Structure of the Actin-Tropomyosin-TNT Complex

Abstract

Thin filament-linked proteins actin, tropomyosin, and troponin are the major regulators of cardiac and skeletal muscle that activate contraction through calcium-mediated conformational changes. Single point mutations within the cardiac forms of these proteins cause hypertrophic (HCM) and dilated (DCM) cardiomyopathy, affecting more than 1 in every 500 people. In order to determine mechanisms of thin filament regulation and the initial mutation-associated insults that arise during disease development, it is necessary to define the molecular interactions of the thin filament components. The TnT tail (TnT1), and more specifically the N-terminal region (residues 1-156 in cardiac TnT isoform 6), tethers the troponin core domain (i.e. TnT2, TnC and TnI) to tropomyosin on the thin filament and thereby assumes the 40 nm tropomyosin periodicity. Additionally, TnT1 stabilizes the tropomyosin head-to-tail domain to form cables spanning the full filament. TnT1-156also contains more than one third of all thin filament mutations that cause HCM and DCM. Because no high-resolution structure of this region is available, residue-level interactions with tropomyosin as well as the positions of many HCM and DCM point mutants remain elusive.

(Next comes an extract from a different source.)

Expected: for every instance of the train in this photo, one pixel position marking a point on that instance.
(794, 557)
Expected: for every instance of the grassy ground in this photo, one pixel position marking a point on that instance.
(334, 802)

We are using cryo-electron microscopy to solve the high-resolution structure of the cardiac actin-tropomyosin-TnT1-156 complex. The complex has been fully optimized and 2-dimensional class averages display clear TnT density on actin-tropomyosin. 3-dimensional reconstructions reveal that TnT1-156 makes the tropomyosin appear broader and flatter, consistent with an α-helix binding alongside tropomyosin, rather than hovering over it. Given current cryo-EM optimization at nanometer resolution, we anticipate resolution to near-atomic levels, thus leading to the residue-level determination of the TnT-tropomyosin interaction and a more precise understanding of mutation-associated deficits.